Washington, DC – Congressman Brian Fitzpatrick (PA-08) released a statement following the release of a draft assessment on the health effects resulting from exposure to PFOS and PFOA:

"For several weeks I have called on EPA Administrator Pruitt and Health and Human Services to release this draft health study on the effects of PFOS and PFOA. While the release of this study is a welcome step, it is unacceptable that political considerations played any role in its release. The more we learn about these chemicals, the more concerning they become, especially for our most sensitive populations. The EPA must take a careful look at this study, and be prepared to bring the full force of the federal government to prevent any further exposure to these chemicals. That includes implementing a National PFAS Management Plan with an enforceable maximum contaminant level.
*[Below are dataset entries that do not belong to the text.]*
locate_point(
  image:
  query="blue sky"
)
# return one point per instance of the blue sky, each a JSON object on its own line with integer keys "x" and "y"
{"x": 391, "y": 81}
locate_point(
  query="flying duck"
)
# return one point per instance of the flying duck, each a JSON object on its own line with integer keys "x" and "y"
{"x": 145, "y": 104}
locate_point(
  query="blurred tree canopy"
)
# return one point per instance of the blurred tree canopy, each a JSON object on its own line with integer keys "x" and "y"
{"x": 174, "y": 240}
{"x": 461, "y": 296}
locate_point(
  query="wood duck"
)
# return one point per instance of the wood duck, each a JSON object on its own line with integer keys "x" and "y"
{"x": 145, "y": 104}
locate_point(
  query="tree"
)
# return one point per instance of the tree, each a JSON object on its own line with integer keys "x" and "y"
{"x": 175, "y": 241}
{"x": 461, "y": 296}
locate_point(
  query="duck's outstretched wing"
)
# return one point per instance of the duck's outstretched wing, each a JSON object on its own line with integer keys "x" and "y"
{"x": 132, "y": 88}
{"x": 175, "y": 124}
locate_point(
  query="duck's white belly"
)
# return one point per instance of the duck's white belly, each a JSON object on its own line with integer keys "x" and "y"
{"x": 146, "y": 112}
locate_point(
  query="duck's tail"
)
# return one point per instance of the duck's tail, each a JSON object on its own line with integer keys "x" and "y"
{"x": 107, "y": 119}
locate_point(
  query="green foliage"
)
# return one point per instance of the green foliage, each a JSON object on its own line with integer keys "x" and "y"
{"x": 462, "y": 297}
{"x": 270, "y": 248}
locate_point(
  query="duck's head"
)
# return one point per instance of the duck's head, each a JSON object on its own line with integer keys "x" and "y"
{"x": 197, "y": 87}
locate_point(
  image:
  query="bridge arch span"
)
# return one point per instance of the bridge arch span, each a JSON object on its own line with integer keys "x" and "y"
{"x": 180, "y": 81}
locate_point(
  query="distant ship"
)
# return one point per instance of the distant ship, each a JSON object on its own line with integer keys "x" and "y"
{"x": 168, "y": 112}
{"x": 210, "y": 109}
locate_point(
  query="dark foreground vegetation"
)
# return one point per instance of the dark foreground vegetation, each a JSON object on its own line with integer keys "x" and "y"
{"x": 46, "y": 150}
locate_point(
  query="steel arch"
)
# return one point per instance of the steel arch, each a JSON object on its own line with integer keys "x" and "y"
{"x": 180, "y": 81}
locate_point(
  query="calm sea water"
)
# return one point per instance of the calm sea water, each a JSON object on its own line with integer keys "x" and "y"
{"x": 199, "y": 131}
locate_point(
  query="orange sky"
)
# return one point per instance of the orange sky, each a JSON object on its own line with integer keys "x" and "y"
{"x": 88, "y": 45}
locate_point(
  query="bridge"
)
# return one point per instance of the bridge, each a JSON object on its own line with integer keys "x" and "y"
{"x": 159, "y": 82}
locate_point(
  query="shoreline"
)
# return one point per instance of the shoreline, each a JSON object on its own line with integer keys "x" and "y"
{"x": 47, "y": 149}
Since we’ve first became aware of this contamination, my constituents have been forced to take drastic action, at personal expense, to reduce their exposure to PFOS and PFOA. The federal government caused this public health crisis, and I will continue to hold them accountable to remediating this situation. This draft assessment raises serious concerns. The time is now for the EPA and Department of Defense to step up and act to stop the harm they have caused my constituents.

This draft toxicological profile is now open for public comment where experts, advocates, and stakeholders from all over the nation have the opportunity to comment on the draft. We will continue to maintain a vigilant eye on the process to ensure its completed as thoroughly and expeditiously as possible."

Last month, Fitzpatrick joined fellow Congressman Brendan Boyle to demand the release of the release of the study on the human health effects of PFOS and PFOA that was reportedly suppressed by EPA staff out of concern for negative public relations. Fitzpatrick and Boyle were disappointed at Administrator Pruitt’s lackluster response to their inquiry regarding reports that the EPA purposely suppressed a health effects study related to human exposure to PFAS.